Jasani M S, Salzman S K, Tice L L, Ginn A, Nadkarni V M
Department of Emergency Medicine, St. Christopher's Hospital For Children, Philadelphia, PA 19134-1095, USA.
Resuscitation. 1997 Aug;35(1):69-75. doi: 10.1016/s0300-9572(96)01094-5.

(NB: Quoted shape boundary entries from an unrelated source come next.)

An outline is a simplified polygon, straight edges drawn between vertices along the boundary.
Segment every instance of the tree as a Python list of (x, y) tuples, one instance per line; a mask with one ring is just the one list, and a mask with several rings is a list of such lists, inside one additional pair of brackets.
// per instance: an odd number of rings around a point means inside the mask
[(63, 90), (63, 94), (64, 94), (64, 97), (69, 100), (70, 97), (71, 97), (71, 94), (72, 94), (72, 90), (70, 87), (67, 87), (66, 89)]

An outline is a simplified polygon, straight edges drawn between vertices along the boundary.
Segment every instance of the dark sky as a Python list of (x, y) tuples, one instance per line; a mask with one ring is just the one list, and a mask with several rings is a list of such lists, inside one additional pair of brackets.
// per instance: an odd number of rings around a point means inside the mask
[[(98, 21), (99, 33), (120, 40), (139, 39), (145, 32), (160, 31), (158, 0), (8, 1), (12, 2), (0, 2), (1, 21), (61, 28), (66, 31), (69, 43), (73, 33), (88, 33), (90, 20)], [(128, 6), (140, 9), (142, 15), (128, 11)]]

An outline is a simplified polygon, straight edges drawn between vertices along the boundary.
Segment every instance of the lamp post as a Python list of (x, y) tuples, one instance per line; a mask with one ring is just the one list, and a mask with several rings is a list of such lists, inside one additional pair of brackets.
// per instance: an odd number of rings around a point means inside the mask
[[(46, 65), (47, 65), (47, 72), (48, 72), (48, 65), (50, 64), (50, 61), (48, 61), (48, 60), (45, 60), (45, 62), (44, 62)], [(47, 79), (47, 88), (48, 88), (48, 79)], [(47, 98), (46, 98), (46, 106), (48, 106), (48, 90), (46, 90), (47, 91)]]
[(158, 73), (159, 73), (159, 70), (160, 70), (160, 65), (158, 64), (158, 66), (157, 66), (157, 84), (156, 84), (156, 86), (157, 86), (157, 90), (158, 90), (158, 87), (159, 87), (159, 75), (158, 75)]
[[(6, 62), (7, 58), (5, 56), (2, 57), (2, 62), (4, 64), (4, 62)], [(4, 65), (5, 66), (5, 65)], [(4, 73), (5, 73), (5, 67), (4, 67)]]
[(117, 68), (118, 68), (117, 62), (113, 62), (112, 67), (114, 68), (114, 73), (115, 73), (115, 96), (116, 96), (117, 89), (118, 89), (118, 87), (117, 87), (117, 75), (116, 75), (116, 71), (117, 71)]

The effects of three anesthetic regimens on an established model of pediatric porcine hypoxic-hypercarbic arrest were examined. Twenty-four preadolescent miniature piglets were paralyzed, mechanically ventilated and anesthetized with one of three regimens: IM + IV pentobarbital (n = 8); IM + IV ketamine (n = 8); or IM ketamine+inhaled isoflurane (n = 8). Asphyxial cardiopulmonary arrest was induced and, after and 8 min cardiac arrest nonintervention interval, a standardized protocol of manual CPR with mechanical ventilation was performed. Outcome variables included incidence of ventricular fibrillation, time to cardiac arrest, endogenous plasma epinephrine levels and arteriovenous epinephrine gradients. IV Ketamine anesthesia produced the highest incidence of ventricular fibrillation (P < 0.01 vs. pentobarbital and isoflurane). Time to asphyxia induced cardiac arrest was greatest for the pentobarbital group (P < 0.05 vs. ketamine and isoflurane). During induction of asphyxial cardiac arrest (low cardiac flow), endogenous venous epinephrine accumulation was highest in the pentobarbital anesthetized group (P < 0.05). After 8 min of untreated cardiac arrest and 1 min of CPR (low flow), arterial epinephrine levels were highest in the ketamine group (P < 0.05). Endogenous epinephrine gradients were venous > arterial in all groups at the end of the 8 min cardiac arrest non-intervention interval (no flow). After 1 min of CPR, the gradients had either equalized or reversed to arterial > venous in all groups except for pentobarbital. As designed and expected, return of spontaneous circulation did not occur in any animal. We conclude that, in developing models of porcine asphyxial cardiopulmonary arrest and resuscitation to simulate pediatric human arrest, variations in anesthetic regimen produce significant differences in parameters that are important to consider: time to asphyxia induced cardiac arrest, fibrillation threshold, plasma epinephrine level and arteriovenous epinephrine gradient. Anesthetic effects need to be carefully considered and clearly explained to facilitate the interpretation of studies of interventions in cardiopulmonary arrest and resuscitation.
研究了三种麻醉方案对已建立的小儿猪缺氧 - 高碳酸血症性心脏骤停模型的影响。24只青春期前的小型仔猪被麻痹、机械通气,并采用以下三种方案之一进行麻醉:肌肉注射 + 静脉注射戊巴比妥(n = 8);肌肉注射 + 静脉注射氯胺酮(n = 8);或肌肉注射氯胺酮 + 吸入异氟烷(n = 8)。诱导窒息性心脏骤停,在8分钟心脏骤停非干预间隔后,进行标准化的手动心肺复苏并机械通气方案。结果变量包括室颤发生率、心脏骤停时间、内源性血浆肾上腺素水平和动静脉肾上腺素梯度。静脉注射氯胺酮麻醉导致室颤发生率最高(与戊巴比妥和异氟烷相比,P < 0.01)。戊巴比妥组窒息诱导心脏骤停的时间最长(与氯胺酮和异氟烷相比,P < 0.05)。在窒息性心脏骤停诱导期间(低心排血量),戊巴比妥麻醉组内源性静脉肾上腺素蓄积最高(P < 0.05)。未经治疗的心脏骤停8分钟和心肺复苏1分钟后(低流量),氯胺酮组动脉肾上腺素水平最高(P < 0.05)。在8分钟心脏骤停非干预间隔结束时(无血流),所有组内源性肾上腺素梯度均为静脉>动脉。心肺复苏1分钟后,除戊巴比妥组外,所有组的梯度均已平衡或逆转至动脉>静脉。按照设计和预期,任何动物均未出现自主循环恢复。我们得出结论,在开发猪窒息性心脏骤停和复苏模型以模拟小儿人类心脏骤停时,麻醉方案的差异会在一些重要参数上产生显著差异:窒息诱导心脏骤停的时间、颤动阈值、血浆肾上腺素水平和动静脉肾上腺素梯度。需要仔细考虑并清楚解释麻醉效果,以利于对心肺骤停和复苏干预研究的解读。